Money for nothing: consulting without answers.


There are two kinds of consultants: 

(1) Expert consultant with specific expertise to solve questions – usually technical – that have definable answers.

(2) Advisory consultants, who are there to help a group or organisation solve open questions that may or may not have solutions at all. 

Most work questions in the real world involve people, and therefore fall almost automatically into the second category.

Working as an advisory consultant, we must be disciplined in not offering answers, or even thinking of them, if we can. There are three reasons. First, people support ideas when they are their own – we need to let a group come to its own conclusions. Second, we are liable to bias outcomes if we jump to conclusions in our own head.

Third, and I think more importantly, we need to have the humility to realise that we don’t know the answer, right here, right now, for these people. The only way to find out is to try, to experiment. From experience, we can suggest experimental topics for the group to consider. We can inject theory that they may not know, at the appropriate moments to lubricate the process. And, as change agents, we can choose our moment to nudge things if we deem it necessary.

But we spend (and we should) a lot of time saying “Can you please not ask me the answer because I don’t know”.


The expert consultant should answer “it depends” then offer a range of possible hypotheses to narrow down.

The advisory consultant says “What do you think?” and leads the group to explore their own hypotheses.

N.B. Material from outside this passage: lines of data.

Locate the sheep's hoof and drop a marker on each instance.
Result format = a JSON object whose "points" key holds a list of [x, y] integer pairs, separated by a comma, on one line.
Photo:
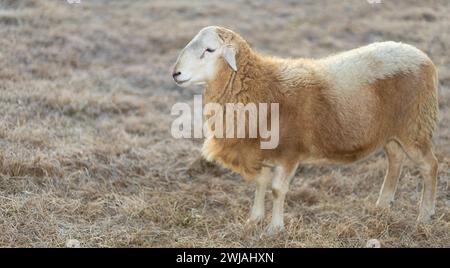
{"points": [[274, 230], [254, 220]]}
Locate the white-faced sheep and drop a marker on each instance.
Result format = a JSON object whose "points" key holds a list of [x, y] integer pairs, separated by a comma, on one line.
{"points": [[335, 110]]}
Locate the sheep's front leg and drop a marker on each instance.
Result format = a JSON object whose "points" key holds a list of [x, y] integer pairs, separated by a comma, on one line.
{"points": [[258, 209], [280, 186]]}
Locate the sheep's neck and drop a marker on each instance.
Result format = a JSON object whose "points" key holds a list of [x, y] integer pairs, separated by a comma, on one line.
{"points": [[253, 82]]}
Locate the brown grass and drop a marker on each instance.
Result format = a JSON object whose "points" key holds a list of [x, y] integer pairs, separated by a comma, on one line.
{"points": [[85, 147]]}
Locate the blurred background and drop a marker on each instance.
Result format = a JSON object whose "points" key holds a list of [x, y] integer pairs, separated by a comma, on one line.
{"points": [[85, 145]]}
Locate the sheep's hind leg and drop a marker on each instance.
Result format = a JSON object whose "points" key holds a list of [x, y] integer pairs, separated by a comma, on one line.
{"points": [[428, 164], [258, 209], [280, 186], [395, 156]]}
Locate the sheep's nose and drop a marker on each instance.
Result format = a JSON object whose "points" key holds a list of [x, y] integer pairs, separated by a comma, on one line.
{"points": [[175, 74]]}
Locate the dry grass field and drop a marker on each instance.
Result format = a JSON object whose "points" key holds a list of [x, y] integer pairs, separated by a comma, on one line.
{"points": [[85, 146]]}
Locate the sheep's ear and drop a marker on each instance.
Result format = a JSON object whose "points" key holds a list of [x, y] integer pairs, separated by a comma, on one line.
{"points": [[230, 57]]}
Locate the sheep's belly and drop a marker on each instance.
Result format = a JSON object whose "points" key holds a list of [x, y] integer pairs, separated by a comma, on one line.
{"points": [[340, 159]]}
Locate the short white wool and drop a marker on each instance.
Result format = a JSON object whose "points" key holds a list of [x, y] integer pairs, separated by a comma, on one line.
{"points": [[362, 66]]}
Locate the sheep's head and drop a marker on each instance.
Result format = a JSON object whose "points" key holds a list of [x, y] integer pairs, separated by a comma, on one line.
{"points": [[200, 61]]}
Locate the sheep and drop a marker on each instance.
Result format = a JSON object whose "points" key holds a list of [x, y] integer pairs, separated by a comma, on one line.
{"points": [[334, 110]]}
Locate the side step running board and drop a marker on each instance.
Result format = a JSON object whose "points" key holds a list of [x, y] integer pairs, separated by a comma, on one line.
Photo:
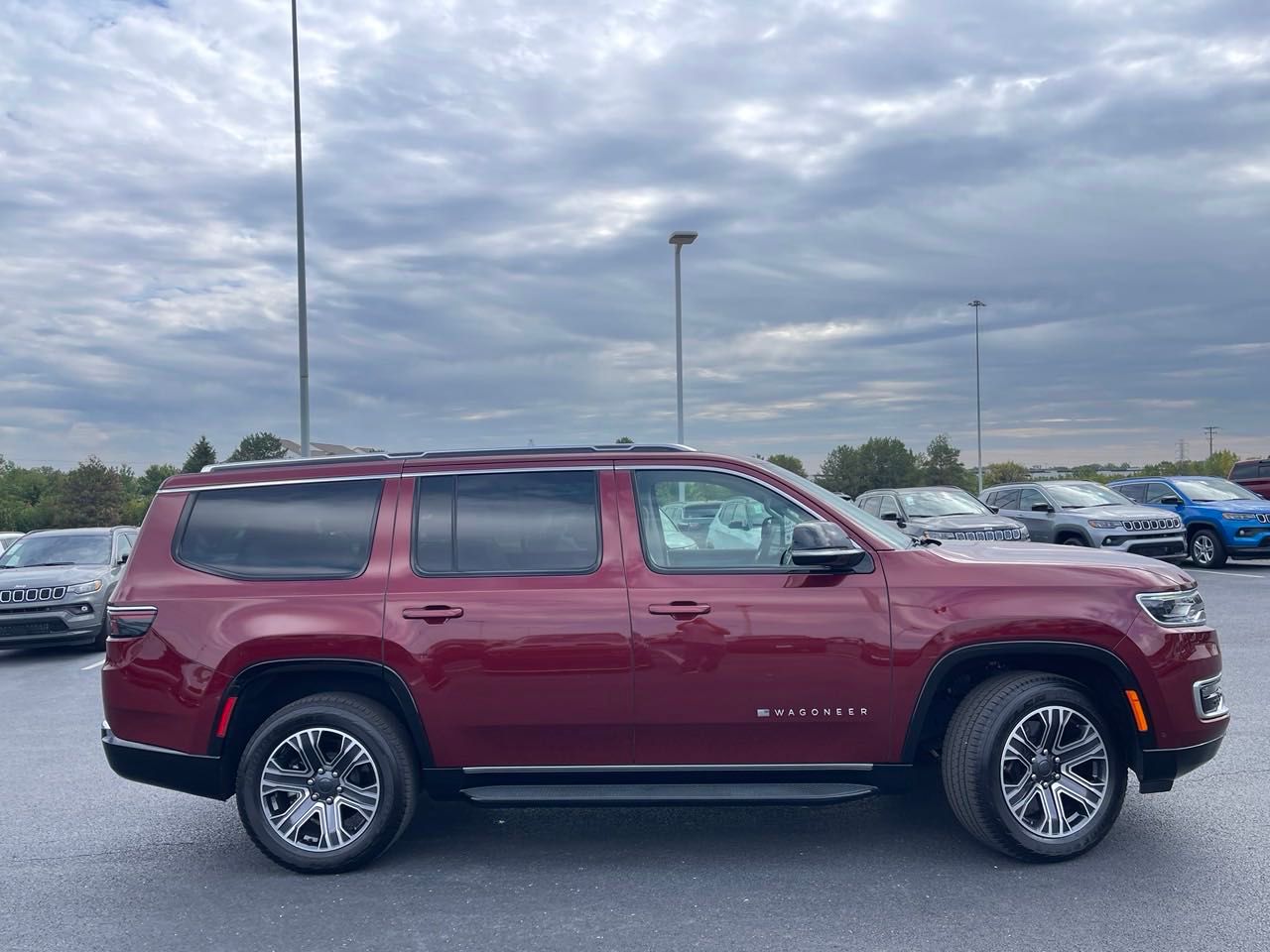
{"points": [[643, 793]]}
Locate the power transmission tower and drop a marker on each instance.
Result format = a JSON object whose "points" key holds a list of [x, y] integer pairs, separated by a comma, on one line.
{"points": [[1210, 430]]}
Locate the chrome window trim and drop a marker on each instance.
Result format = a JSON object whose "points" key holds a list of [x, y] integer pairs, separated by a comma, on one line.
{"points": [[667, 769], [672, 467]]}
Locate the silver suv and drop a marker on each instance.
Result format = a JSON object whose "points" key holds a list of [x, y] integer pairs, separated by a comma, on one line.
{"points": [[1080, 513], [55, 584]]}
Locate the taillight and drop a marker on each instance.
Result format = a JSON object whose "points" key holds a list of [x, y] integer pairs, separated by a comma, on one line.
{"points": [[130, 621]]}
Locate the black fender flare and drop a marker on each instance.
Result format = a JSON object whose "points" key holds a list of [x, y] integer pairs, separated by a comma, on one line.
{"points": [[1011, 649]]}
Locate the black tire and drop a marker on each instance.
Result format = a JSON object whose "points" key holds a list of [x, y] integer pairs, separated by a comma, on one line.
{"points": [[1207, 542], [971, 765], [391, 756]]}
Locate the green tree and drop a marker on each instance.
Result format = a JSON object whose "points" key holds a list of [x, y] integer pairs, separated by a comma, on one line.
{"points": [[257, 445], [786, 462], [199, 454], [154, 476], [1008, 471], [942, 465], [91, 494]]}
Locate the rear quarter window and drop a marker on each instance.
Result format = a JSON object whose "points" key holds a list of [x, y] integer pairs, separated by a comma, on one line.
{"points": [[299, 531]]}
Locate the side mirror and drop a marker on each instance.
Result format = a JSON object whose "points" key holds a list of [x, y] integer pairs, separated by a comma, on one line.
{"points": [[825, 544]]}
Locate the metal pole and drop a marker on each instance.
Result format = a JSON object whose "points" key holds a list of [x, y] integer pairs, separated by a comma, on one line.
{"points": [[978, 393], [300, 240], [679, 347]]}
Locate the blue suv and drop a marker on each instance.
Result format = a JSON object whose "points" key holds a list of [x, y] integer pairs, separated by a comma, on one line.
{"points": [[1223, 520]]}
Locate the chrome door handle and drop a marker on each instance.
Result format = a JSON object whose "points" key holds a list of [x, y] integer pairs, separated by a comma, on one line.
{"points": [[680, 610], [434, 613]]}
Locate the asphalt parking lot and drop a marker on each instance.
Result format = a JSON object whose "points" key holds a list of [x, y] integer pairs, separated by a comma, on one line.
{"points": [[89, 861]]}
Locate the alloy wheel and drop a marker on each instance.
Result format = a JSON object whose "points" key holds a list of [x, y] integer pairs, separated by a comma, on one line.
{"points": [[318, 789], [1055, 772]]}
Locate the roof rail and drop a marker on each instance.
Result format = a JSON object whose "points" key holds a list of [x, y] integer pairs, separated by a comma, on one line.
{"points": [[458, 453]]}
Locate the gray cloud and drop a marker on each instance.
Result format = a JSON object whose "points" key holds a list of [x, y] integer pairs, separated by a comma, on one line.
{"points": [[489, 188]]}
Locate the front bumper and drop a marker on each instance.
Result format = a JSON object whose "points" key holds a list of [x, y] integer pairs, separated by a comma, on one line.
{"points": [[1161, 767], [160, 767], [46, 625], [1153, 544]]}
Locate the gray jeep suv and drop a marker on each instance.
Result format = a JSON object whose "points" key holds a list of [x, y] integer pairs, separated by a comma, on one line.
{"points": [[1080, 513], [55, 584]]}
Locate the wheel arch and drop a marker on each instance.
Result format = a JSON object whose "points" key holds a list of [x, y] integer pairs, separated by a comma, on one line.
{"points": [[266, 687], [957, 670]]}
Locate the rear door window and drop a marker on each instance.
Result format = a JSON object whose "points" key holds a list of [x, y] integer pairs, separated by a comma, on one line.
{"points": [[507, 524], [298, 531]]}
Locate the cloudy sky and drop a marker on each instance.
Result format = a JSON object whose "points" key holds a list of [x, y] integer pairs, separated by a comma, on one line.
{"points": [[489, 189]]}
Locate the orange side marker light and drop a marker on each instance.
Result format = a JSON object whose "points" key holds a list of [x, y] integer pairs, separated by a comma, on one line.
{"points": [[1139, 715]]}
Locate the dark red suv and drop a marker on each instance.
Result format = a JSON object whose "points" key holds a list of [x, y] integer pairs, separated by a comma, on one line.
{"points": [[1252, 475], [329, 639]]}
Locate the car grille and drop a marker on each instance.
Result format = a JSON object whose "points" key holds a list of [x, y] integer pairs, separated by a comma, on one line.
{"points": [[1000, 535], [45, 594], [1152, 525]]}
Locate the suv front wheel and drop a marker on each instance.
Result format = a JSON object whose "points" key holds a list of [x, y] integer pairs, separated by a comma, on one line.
{"points": [[326, 783], [1032, 769]]}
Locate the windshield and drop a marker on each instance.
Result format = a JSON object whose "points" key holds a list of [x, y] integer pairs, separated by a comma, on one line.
{"points": [[852, 513], [1080, 495], [56, 549], [1211, 489], [928, 503]]}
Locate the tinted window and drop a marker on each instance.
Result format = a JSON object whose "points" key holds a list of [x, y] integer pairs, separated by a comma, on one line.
{"points": [[507, 524], [1134, 490], [1028, 498], [753, 530], [1007, 499], [303, 531]]}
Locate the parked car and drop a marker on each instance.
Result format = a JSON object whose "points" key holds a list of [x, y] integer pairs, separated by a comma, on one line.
{"points": [[694, 518], [1223, 520], [1252, 475], [55, 585], [940, 512], [326, 639], [1080, 513]]}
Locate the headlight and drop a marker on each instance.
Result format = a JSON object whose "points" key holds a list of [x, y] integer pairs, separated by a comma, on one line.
{"points": [[1174, 610]]}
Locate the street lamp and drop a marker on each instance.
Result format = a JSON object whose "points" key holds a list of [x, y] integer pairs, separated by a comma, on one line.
{"points": [[680, 239], [300, 241], [978, 400]]}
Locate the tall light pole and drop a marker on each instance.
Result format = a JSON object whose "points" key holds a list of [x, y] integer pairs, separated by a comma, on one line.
{"points": [[978, 400], [300, 240], [680, 239]]}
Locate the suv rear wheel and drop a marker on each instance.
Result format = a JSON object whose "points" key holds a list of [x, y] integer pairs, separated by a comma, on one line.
{"points": [[326, 783], [1206, 549], [1032, 769]]}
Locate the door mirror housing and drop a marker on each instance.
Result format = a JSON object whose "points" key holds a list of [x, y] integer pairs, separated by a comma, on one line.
{"points": [[825, 544]]}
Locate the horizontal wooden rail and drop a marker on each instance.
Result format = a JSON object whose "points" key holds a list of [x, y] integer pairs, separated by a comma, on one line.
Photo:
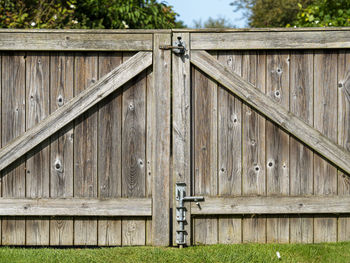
{"points": [[76, 207], [272, 205], [274, 111], [271, 40], [74, 41], [75, 107]]}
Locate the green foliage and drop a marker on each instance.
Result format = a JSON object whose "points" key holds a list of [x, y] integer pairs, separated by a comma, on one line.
{"points": [[324, 13], [291, 253], [220, 22], [118, 14], [36, 14], [270, 13]]}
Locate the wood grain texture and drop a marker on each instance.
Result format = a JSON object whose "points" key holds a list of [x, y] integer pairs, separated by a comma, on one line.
{"points": [[277, 143], [109, 151], [134, 152], [38, 161], [344, 133], [287, 120], [85, 148], [13, 125], [74, 108], [229, 149], [74, 41], [75, 207], [301, 157], [182, 160], [253, 147], [325, 120], [292, 39], [205, 150], [160, 121], [272, 205], [61, 147]]}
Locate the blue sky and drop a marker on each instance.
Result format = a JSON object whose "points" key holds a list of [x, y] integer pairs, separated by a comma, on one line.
{"points": [[190, 10]]}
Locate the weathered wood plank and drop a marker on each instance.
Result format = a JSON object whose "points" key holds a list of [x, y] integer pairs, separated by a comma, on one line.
{"points": [[75, 207], [344, 133], [205, 150], [229, 149], [287, 120], [182, 130], [293, 39], [85, 147], [38, 161], [134, 153], [277, 143], [301, 158], [272, 205], [61, 147], [13, 125], [160, 121], [78, 105], [325, 120], [253, 147], [109, 151], [74, 41], [149, 144]]}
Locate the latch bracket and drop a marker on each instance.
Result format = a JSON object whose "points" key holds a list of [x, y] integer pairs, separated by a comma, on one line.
{"points": [[181, 198], [178, 47]]}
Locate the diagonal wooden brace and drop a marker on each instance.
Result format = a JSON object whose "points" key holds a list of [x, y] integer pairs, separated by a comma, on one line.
{"points": [[75, 107], [272, 110]]}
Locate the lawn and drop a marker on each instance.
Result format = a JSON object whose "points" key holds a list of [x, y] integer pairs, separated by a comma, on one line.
{"points": [[335, 252]]}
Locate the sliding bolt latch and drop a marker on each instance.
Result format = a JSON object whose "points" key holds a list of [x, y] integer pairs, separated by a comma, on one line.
{"points": [[178, 46]]}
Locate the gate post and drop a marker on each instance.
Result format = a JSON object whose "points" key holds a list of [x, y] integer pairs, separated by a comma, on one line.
{"points": [[181, 106], [159, 129]]}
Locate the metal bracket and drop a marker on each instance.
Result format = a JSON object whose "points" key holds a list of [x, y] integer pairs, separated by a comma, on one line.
{"points": [[181, 198], [178, 46]]}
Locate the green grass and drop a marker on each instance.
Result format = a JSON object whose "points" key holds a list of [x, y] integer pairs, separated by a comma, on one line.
{"points": [[335, 252]]}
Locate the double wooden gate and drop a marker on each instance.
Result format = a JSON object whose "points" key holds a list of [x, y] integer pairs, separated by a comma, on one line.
{"points": [[99, 126]]}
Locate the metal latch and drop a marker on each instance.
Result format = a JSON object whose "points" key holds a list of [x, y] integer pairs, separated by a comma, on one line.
{"points": [[181, 198], [178, 47]]}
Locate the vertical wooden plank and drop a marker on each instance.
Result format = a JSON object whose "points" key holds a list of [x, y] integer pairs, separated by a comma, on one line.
{"points": [[205, 151], [254, 171], [344, 134], [61, 162], [325, 120], [38, 161], [277, 143], [149, 144], [182, 129], [109, 152], [13, 125], [85, 148], [133, 153], [230, 149], [160, 121], [301, 158]]}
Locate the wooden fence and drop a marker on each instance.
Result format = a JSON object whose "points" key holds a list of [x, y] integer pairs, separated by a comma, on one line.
{"points": [[98, 126]]}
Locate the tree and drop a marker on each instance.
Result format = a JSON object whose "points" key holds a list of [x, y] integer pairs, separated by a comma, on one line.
{"points": [[117, 14], [270, 13], [324, 13], [220, 22]]}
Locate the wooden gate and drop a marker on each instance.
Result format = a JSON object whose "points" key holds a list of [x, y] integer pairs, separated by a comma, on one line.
{"points": [[97, 127], [260, 119]]}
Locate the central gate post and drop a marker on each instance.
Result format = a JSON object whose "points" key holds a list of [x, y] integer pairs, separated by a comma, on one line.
{"points": [[181, 105], [158, 130]]}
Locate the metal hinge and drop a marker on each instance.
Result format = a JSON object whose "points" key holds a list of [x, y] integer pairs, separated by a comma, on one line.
{"points": [[181, 198], [178, 47]]}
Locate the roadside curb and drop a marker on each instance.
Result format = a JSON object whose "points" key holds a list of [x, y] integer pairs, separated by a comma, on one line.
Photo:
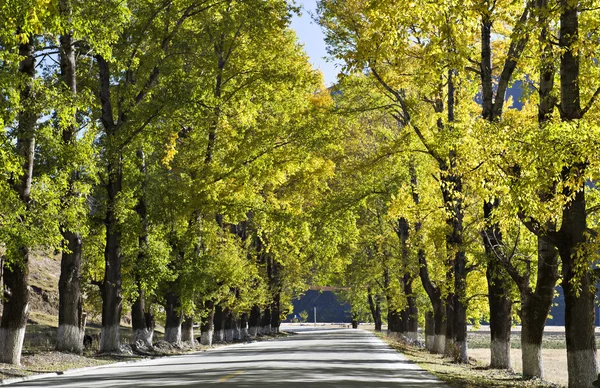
{"points": [[39, 376]]}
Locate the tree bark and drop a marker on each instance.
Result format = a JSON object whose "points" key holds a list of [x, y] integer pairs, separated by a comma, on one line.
{"points": [[266, 321], [411, 311], [187, 331], [254, 321], [142, 320], [429, 331], [244, 326], [219, 324], [375, 307], [276, 313], [15, 272], [498, 291], [229, 326], [578, 284], [206, 328], [535, 307], [500, 317], [434, 293], [112, 285], [71, 322], [579, 291], [174, 318]]}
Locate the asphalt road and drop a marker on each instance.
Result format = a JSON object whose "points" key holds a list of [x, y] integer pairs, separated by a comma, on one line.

Again, only one kind of consultant should be answering questions: somebody specifically brought in to be an expert repository. And they should be suggesting hypotheses not telling answers. The world is a complex place: what work somewhere else may not work right here right now for these people.

But that is a specific subset of consulting – to be an expert, and that the primary role of a consultant is to facilitate finding the answers within the organisation.



P.S. I left out type (3) the Big Consulting consultant. One of their senior presales colleagues closed the deal with the clients ,but now are only nominally on the account, showing up only to hose down nasty situations. Now the BC consultant, straight out of university in their first suit, do copy/paste and global change on sample docs – full of swimlanes, JDs, KPIs, SLAs, and maturity spider charts – downloaded from the corporate repository to carve out standardised answers for the client, before they run away.  They don’t use white ring binders any more, they just email stuff, but I still call them “binder droppers”.